少数の劇場からスタートして、次第に大手のシネコンでも公開が始まり、私が見た時も公開からしばらく経っていましたが、かなり人は入っていました。
時代劇というジャンルは衰退期に入っています。
劇中でも言われていましたが、私が子供の頃は毎日のようにテレビでは時代劇が放送されていました。
私の場合も母親が時代劇好きで、学校から帰ってきたらおやつを食べながら再放送の「水戸黄門」やら「大岡越前」を見ていたのを覚えています。
ですので、時代劇というジャンルには個人的にも思い入れがあり、最近時代劇が少ないのはちょっと寂しい気もします。
本作の主人公高坂は会津藩士で、京で討幕を企む長州藩士の動きを探っていました。
長州藩士風見を討とうとした時、突然落雷に見舞われ、気がつくと高坂は現代にタイムスリップしていたのです。
彼はその事実に困惑しながら、偶然知り合った京都撮影所の助監督優子の助けを借りて、時代劇の切られ役として暮らしを始めます。

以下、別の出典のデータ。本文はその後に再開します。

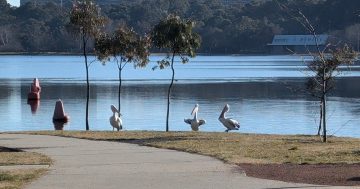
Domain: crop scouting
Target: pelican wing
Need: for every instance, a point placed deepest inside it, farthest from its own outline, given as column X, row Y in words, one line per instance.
column 235, row 123
column 114, row 109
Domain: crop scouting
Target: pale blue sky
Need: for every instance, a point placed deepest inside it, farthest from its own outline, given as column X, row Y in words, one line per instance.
column 14, row 2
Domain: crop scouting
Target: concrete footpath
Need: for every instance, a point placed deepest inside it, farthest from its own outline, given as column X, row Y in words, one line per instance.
column 85, row 164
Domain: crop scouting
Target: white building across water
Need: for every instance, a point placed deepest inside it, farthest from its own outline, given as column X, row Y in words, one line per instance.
column 288, row 44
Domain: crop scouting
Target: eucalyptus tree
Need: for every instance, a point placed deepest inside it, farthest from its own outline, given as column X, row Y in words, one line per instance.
column 325, row 66
column 124, row 46
column 175, row 36
column 86, row 20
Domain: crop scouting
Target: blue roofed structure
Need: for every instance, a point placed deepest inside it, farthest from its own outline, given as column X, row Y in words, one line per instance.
column 286, row 44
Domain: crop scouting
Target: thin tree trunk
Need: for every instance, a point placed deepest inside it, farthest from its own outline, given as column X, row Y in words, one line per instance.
column 320, row 120
column 324, row 118
column 87, row 84
column 169, row 92
column 120, row 84
column 324, row 106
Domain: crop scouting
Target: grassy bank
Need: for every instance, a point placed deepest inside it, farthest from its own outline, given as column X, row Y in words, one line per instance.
column 237, row 148
column 18, row 178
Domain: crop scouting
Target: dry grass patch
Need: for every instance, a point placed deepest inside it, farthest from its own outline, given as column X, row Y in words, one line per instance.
column 237, row 148
column 16, row 179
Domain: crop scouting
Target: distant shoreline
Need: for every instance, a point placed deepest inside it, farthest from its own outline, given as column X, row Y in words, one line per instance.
column 92, row 54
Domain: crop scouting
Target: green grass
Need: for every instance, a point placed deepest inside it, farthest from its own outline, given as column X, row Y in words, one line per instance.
column 237, row 148
column 16, row 179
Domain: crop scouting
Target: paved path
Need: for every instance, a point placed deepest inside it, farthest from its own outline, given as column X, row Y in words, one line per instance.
column 85, row 164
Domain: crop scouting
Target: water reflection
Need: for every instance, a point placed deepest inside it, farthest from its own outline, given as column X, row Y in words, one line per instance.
column 267, row 106
column 34, row 105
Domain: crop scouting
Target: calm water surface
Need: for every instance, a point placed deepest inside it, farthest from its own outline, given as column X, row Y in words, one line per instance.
column 265, row 93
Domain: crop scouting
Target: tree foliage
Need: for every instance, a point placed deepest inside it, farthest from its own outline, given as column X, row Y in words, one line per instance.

本作では滅びゆくものへの想いが語られているように思いました。
一つは時代劇です。
冒頭で書いたようにかつては毎日のように放送されていた時代劇ですが、今は斜陽。
それに関わっていた人々もそれは感じつつ、それでしか生きていけないという気持ちと、その文化を守っていきたいという思いを持ちながら生きています。

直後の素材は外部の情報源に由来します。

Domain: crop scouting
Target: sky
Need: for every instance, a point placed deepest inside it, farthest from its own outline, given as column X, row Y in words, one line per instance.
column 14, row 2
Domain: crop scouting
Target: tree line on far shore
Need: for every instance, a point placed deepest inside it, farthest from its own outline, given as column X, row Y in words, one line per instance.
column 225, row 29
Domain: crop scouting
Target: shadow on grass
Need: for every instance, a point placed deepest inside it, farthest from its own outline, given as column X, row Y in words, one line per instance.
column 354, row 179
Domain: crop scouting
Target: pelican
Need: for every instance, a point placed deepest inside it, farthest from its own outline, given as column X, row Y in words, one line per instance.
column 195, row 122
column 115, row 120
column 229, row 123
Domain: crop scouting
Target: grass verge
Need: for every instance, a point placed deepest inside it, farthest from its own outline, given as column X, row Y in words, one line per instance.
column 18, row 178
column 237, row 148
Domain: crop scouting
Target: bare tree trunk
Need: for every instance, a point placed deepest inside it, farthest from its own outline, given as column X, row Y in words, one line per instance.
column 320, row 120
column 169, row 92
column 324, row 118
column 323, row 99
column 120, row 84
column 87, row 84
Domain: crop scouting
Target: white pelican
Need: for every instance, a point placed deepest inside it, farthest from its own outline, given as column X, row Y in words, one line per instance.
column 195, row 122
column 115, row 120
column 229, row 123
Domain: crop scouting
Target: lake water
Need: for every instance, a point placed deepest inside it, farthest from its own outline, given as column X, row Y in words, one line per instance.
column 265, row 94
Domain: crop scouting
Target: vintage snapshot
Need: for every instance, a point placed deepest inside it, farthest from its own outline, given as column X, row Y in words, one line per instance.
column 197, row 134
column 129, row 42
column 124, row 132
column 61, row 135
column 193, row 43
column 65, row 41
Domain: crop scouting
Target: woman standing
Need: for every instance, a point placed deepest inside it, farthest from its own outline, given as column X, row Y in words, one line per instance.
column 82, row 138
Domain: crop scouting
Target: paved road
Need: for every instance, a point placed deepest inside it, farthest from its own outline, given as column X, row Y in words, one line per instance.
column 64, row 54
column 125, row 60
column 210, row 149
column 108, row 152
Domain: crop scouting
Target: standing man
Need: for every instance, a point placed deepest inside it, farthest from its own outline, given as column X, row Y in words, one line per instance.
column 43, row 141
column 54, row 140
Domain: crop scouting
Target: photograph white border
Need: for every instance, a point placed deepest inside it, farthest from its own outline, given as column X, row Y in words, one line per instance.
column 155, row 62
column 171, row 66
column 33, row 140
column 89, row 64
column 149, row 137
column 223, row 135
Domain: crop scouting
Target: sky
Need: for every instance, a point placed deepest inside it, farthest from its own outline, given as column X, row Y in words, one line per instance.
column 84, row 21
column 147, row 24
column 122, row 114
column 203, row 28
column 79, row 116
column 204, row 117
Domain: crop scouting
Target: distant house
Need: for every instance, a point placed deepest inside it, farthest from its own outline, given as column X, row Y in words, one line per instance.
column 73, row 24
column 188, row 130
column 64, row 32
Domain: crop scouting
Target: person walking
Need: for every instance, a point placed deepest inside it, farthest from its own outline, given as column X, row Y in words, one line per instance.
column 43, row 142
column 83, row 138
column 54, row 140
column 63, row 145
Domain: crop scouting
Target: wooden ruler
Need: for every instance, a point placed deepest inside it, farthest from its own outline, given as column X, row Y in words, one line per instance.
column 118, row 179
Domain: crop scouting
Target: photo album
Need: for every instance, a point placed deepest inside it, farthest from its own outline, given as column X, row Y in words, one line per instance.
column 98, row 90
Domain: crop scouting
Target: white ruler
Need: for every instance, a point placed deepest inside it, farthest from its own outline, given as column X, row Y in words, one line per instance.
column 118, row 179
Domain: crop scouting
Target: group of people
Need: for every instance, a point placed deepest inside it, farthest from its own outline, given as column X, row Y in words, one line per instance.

時代劇を離れるということは、それまでの自分を否定することにもなりますから、辛いですよね。
そしてもう一つは幕府を守りながら滅んでいった会津藩。
数々のドラマや映画で会津藩の顛末については語られています。
幕府に対する恩を感じ、衰退する幕府に殉じていった会津藩士たち。
時代が変わりつつあることを理解しつつも、それに抗った者たち。
時代劇にこだわり続ける人々と会津藩士たちには相通じるものがあります。
そしてその切なさを両方持っているのが主人公高坂なのですね。
高坂は会津藩が信じるものに殉じて滅んでいったことを知ります。
それはもう過去であり、変えることはできない。
そして自分が第二の人生で、愛するようになった時代劇。
それも滅びようとしています。
一つはもう取り戻せない。
自分は何もできなかったという後悔の気持ちが彼にはある。
しかし、もう一つは自分も抗うこともできるかもしれない。
そして、彼の宿敵として立つ風見は、会津を滅ぼした新政府軍の長州藩の藩士であり、そしてまた時代劇を捨てた男でもありました。

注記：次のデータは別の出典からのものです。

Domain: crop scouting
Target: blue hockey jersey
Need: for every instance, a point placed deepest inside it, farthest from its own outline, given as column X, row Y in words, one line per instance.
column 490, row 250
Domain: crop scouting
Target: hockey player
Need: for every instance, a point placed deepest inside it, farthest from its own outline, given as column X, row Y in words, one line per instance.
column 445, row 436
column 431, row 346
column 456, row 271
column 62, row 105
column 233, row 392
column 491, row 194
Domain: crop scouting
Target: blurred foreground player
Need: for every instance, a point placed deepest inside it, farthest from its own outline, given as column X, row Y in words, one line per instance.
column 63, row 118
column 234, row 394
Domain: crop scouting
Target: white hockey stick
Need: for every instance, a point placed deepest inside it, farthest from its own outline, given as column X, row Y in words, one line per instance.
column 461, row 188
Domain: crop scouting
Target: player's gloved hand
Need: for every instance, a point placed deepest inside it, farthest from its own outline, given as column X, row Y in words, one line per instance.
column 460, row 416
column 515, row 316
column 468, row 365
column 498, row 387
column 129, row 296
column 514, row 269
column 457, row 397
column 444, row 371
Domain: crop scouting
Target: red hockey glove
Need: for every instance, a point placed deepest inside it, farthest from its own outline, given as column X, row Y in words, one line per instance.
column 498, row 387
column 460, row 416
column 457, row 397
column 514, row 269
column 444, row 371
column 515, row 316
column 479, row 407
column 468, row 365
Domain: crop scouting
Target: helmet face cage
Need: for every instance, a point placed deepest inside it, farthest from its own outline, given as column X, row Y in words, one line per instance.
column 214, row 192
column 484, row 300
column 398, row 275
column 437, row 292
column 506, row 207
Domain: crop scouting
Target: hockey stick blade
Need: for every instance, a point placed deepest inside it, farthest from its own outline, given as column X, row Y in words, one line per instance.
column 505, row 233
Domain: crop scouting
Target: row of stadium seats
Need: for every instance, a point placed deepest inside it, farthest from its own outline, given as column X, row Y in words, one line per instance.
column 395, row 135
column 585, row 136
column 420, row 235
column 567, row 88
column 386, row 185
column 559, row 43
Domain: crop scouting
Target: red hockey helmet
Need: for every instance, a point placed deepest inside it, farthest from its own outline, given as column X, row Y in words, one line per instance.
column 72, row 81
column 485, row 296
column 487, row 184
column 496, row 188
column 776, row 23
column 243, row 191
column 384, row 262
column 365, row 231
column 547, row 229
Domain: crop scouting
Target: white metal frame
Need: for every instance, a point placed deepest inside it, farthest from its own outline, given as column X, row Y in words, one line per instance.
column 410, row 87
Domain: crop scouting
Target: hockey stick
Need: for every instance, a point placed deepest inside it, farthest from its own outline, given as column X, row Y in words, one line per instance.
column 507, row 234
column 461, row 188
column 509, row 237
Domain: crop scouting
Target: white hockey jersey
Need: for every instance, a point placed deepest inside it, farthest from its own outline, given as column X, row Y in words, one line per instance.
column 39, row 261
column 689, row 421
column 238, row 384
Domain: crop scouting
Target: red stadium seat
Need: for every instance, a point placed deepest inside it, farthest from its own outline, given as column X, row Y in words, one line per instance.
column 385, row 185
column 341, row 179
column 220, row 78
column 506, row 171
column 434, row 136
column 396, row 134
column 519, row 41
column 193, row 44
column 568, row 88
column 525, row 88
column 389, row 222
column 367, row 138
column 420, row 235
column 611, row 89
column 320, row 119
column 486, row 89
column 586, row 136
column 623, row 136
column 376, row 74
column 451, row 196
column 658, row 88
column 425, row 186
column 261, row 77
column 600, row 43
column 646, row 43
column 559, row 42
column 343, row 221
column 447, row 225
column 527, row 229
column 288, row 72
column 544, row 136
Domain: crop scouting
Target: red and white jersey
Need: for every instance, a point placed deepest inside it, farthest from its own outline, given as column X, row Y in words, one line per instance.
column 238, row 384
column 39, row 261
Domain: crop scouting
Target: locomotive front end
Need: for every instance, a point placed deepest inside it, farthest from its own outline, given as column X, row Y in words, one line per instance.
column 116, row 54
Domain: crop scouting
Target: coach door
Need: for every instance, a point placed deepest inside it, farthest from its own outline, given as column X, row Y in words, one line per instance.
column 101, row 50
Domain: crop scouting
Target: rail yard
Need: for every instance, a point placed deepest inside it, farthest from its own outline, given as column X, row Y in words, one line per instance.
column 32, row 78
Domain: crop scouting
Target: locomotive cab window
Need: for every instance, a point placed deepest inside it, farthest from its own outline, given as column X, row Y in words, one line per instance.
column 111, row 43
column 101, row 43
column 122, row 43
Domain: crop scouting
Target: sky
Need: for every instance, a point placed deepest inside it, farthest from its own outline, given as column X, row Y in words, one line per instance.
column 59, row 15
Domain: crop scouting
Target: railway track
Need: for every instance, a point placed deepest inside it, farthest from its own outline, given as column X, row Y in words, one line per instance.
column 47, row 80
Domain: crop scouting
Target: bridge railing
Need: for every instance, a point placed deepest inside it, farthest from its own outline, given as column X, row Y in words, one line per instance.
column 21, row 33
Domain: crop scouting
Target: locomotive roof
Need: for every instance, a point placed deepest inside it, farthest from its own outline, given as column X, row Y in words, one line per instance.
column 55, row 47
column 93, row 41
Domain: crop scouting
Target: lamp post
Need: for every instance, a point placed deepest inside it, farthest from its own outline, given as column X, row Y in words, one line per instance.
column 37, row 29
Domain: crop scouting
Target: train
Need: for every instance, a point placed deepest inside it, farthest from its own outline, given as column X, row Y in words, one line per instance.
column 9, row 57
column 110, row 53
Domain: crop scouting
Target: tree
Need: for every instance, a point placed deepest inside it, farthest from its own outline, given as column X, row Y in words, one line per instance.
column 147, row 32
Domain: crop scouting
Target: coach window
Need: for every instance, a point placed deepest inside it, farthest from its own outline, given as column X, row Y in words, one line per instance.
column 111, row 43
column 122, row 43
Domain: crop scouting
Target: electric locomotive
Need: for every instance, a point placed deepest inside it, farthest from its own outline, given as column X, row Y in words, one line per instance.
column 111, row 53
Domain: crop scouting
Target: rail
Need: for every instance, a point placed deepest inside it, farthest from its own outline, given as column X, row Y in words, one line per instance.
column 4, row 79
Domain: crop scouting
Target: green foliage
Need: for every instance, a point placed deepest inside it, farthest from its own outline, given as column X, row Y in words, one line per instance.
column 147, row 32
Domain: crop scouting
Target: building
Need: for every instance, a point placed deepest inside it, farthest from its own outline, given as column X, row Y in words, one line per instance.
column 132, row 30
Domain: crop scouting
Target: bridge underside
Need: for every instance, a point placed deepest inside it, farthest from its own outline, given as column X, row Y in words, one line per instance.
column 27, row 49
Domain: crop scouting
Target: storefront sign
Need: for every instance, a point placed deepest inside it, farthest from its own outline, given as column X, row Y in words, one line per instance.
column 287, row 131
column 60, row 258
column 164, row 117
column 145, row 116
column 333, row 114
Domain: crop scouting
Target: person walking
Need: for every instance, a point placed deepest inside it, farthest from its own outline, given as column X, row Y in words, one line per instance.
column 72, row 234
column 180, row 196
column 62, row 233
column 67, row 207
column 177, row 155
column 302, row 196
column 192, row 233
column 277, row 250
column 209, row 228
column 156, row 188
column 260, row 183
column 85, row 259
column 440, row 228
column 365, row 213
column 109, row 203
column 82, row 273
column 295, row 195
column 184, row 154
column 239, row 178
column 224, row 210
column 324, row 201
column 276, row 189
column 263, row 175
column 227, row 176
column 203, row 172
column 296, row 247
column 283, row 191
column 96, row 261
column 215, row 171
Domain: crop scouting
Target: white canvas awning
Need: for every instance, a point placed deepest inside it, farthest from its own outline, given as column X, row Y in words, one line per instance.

高坂は自分が失い、失いそうになるものを滅ぼし、捨てた風見が許せなかった。
それが最後の真剣での勝負につながります。
そして、剣を切り結ぶ中で、風見もまた多くを失ってきた者であるということを理解するのです。
言葉でなく、剣を通じながら相手を理解するという展開も胸が熱くなります。
お二人の演技も熱がありました。
時代劇の熱さを感じさせてくれる作品になっていたと思います。
斜陽と呼ばれるジャンルでも時折、このような熱くなれる映画が作られます。
西部劇などもそうですよね。
それが脈々と文化を繋いでいくように思います。